Transportnet voor waterstof
Gasunie geeft aan dat de kosten van de ontwikkeling van het transportnet sterk toenemen.
De investeringskosten worden door Gasunie nu ingeschat op € 3,8 mrd1. tegenover een oorspronkelijke raming van € 1,5 mrd. Daarbij is de nieuwe kostenraming
nog met onzekerheden omgeven omdat de ruimtelijke procedures voor het transportnet
nog lopen en veel kosten nog moeten worden gemaakt. Gasunie noemt als redenen onder
meer dat minder hergebruik van bestaande gasleidingen mogelijk is, naast hogere prijzen
in de leveranciersketen en hogere materiaalkosten. Het kabinet zit hier bovenop en
heeft aan Gasunie gevraagd om een geactualiseerde begroting aan te leveren, in detail
aan te geven waar de eerder niet voorziene kostenstijging door komt en aan te geven
hoe ze stuurt op de onzekerheden in het project. Op basis daarvan zal het kabinet
Gasunie hierop aanspreken. Het transportnet voor waterstof is onmisbaar voor de ontwikkeling
van de duurzame waterstofketen en Gasunie geeft aan dat doorgewerkt wordt aan de realisatie
van het netwerk. Het kabinet zal de Kamer informeren over deze analyse en mogelijke
gevolgen van deze hogere kostenraming. Daarnaast zal het kabinet er bij Gasunie op
aandringen zoveel als mogelijk te doen de tegenvaller zo klein mogelijk te houden.
WarmtelinQ
WarmtelinQ is een project van Gasunie. Bij project WarmtelinQ wordt restwarmte vanuit
de Rotterdamse haven benut om circa 120.000 woningen en bedrijven in Zuid-Holland
van duurzame warmte te voorzien. De werkzaamheden zijn begin 2022 gestart en een groot
deel van de transportleidingen van Vlaardingen naar Den Haag is reeds aangelegd. De
volgende fase in het project richt zich op het tracé Rijswijk–Leiden, ook wel WarmtelinQ+
genoemd. Project WarmtelinQ en voortzetting van de ontwikkeling van WarmtelinQ+ is
belangrijk voor de warmtetransitie en het energiesysteem in Zuid-Holland.

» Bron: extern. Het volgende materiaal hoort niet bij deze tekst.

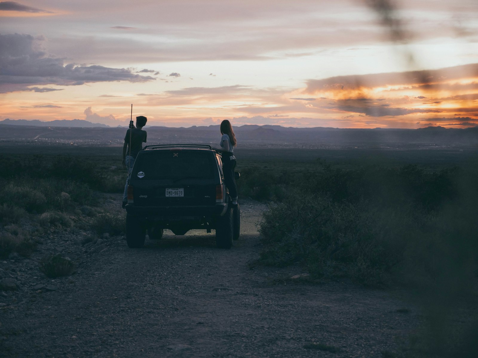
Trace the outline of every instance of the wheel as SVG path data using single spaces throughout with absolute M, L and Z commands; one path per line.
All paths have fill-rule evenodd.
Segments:
M 146 231 L 135 216 L 126 214 L 126 242 L 130 248 L 142 247 Z
M 240 211 L 238 204 L 232 210 L 233 226 L 232 228 L 232 239 L 237 240 L 240 235 Z
M 232 209 L 229 206 L 226 213 L 217 219 L 216 228 L 216 245 L 220 249 L 230 249 L 232 246 L 234 226 Z
M 148 228 L 148 236 L 153 240 L 159 240 L 163 237 L 164 229 L 159 227 L 156 224 L 152 224 Z

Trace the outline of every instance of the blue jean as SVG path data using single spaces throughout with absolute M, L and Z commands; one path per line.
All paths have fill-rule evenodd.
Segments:
M 123 193 L 123 201 L 128 201 L 128 186 L 130 184 L 130 176 L 131 171 L 133 170 L 133 165 L 134 164 L 134 157 L 131 156 L 126 156 L 125 158 L 126 168 L 128 168 L 128 177 L 126 178 L 126 184 L 124 186 L 124 192 Z

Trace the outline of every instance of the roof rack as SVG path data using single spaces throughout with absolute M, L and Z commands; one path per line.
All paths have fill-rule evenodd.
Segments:
M 203 148 L 204 149 L 212 149 L 212 147 L 209 144 L 154 144 L 151 146 L 145 146 L 143 149 L 153 149 L 163 148 Z

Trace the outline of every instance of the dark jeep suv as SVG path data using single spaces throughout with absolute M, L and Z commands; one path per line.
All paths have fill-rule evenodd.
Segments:
M 165 229 L 175 235 L 215 229 L 217 246 L 227 249 L 239 237 L 239 205 L 232 204 L 221 155 L 210 146 L 145 147 L 134 162 L 126 208 L 130 247 L 142 247 L 147 230 L 159 239 Z

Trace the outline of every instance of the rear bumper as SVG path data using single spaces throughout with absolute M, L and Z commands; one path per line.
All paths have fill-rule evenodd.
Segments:
M 126 209 L 126 212 L 130 215 L 167 221 L 222 216 L 227 207 L 227 203 L 197 206 L 135 206 L 134 204 L 128 204 Z

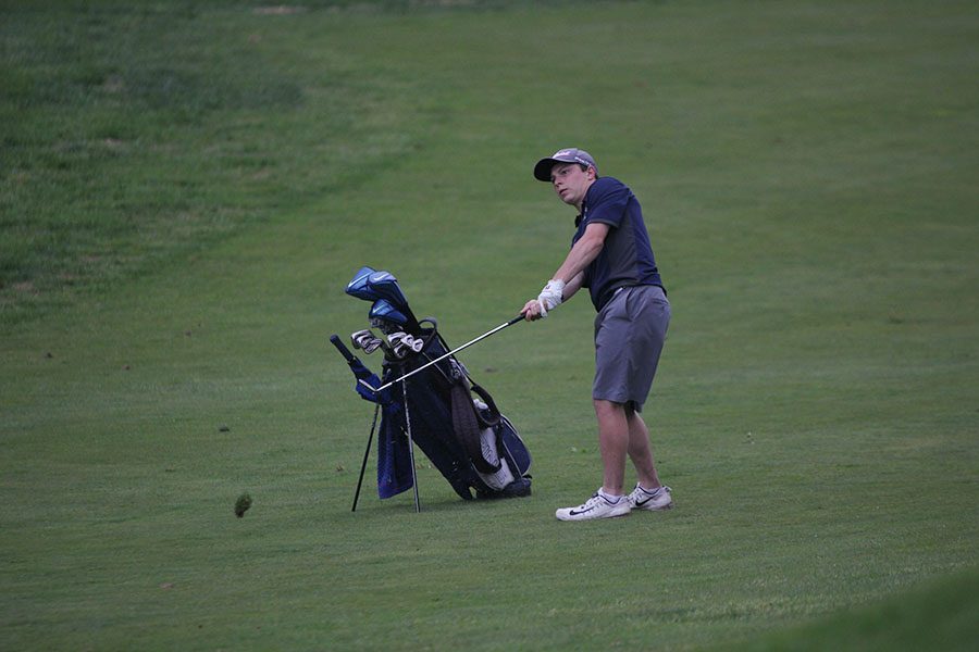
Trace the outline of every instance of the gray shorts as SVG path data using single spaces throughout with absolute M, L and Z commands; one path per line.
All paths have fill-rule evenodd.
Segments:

Gasunie ziet de kosten voor WarmtelinQ stijgen door inflatie, krapte op de aannemersmarkt,
stijgende kosten voor materialen, complexiteit van de werkzaamheden en langere vergunningsprocedures.
De realisatie van het tracé Rijswijk–Leiden (WarmtelinQ+) komt daarmee onder druk
te staan.
Het kabinet zal er bij Gasunie en andere betrokken partijen, zoals de provincie Zuid-Holland,
op aandringen om nader inzicht te krijgen in de kostenstijging en het mogelijke handelingsperspectief.
Het kabinet acht dit van belang in het kader van betaalbaarheid voor de eindgebruiker
en de samenloop met andere projecten. Voor het tracé Rijswijk–Leiden loopt een aanbesteding.
Om deze reden kan het kabinet op dit moment geen inzicht geven in de omvang van de
financiële tegenvaller. Het kabinet zal de Kamer zodra dat mogelijk is nader informeren.
Het kabinet hecht er waarde aan de Kamer over deze ontwikkelingen te informeren gelet
op het belang van het transportnet voor waterstof en WarmtelinQ voor de energietransitie.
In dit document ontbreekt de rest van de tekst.